John Fordham 

Stanley Clarke

Ronnie Scott's, London.
  
  


Stanley Clarke's famous percussive-thumbing electric bass technique, now adopted by funk bassists everywhere, put a sting into the sound of the instrument. The Philadelphia musician combined a guitar's singing eloquence with a traditional bass's gravitas, and threw in a pop-songwriter's knack for good measure, writing chart-hit fusion anthems in the 1970s, including the massively successful School Days.

Clarke played School Days this week, and for anyone wanting a bass guitar lesson there were plenty of dramatic solos from the leader himself, and from an astonishing second bassist, Armand Sabal-Lecco. The young man's furious beat almost obviated the need for drums, and his dramatic chordal figures sang with overtones.

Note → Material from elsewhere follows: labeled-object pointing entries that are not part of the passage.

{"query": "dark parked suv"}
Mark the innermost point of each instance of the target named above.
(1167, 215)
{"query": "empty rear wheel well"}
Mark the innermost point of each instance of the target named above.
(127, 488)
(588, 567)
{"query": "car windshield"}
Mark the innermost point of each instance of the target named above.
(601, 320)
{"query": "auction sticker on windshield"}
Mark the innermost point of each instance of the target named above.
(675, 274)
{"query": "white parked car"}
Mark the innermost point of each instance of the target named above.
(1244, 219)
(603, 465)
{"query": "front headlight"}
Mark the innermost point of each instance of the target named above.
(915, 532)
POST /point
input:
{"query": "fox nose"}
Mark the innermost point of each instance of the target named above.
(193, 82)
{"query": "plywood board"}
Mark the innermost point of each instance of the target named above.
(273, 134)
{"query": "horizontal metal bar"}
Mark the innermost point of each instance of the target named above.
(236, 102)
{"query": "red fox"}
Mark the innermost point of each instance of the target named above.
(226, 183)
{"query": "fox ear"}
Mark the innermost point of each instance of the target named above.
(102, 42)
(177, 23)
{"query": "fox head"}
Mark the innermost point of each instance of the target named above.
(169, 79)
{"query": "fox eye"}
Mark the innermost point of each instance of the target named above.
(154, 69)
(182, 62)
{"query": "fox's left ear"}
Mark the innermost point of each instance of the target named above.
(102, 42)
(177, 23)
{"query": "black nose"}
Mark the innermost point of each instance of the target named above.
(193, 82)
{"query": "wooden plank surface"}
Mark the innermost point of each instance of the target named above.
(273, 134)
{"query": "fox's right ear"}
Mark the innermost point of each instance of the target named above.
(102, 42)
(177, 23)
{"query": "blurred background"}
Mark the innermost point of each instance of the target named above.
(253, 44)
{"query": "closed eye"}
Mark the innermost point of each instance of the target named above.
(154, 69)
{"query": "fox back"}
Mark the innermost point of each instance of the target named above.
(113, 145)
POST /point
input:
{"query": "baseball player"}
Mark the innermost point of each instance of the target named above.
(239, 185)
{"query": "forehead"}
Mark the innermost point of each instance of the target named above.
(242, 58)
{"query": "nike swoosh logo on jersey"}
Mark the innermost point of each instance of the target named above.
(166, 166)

An oddly balanced band (two bass guitars, keys, violin, drums) ripped through an opening funk blaster, then visited Clarke's glowing arrangement of Charles Mingus's Goodbye Pork Pie Hat ("You've heard of Charlie Mingus, right?" Clarke asked the audience, slightly anxiously). The leader was haunting over a deep electric drone, until he accelerated it into a rather inappropriately heated funk with a Latin violin break in midstream.

After this, a straightahead acoustic account of Charlie Parker's Confirmation sounded rather meek, but Clarke was his old self on flamenco-strummed acoustic bass in the solo feature Touch, his phrasing sounding like massive beating wings. School Days brought a roar of course. Not really a very musical event, but you craned your neck to see what hoop Clarke and his band would jump through next.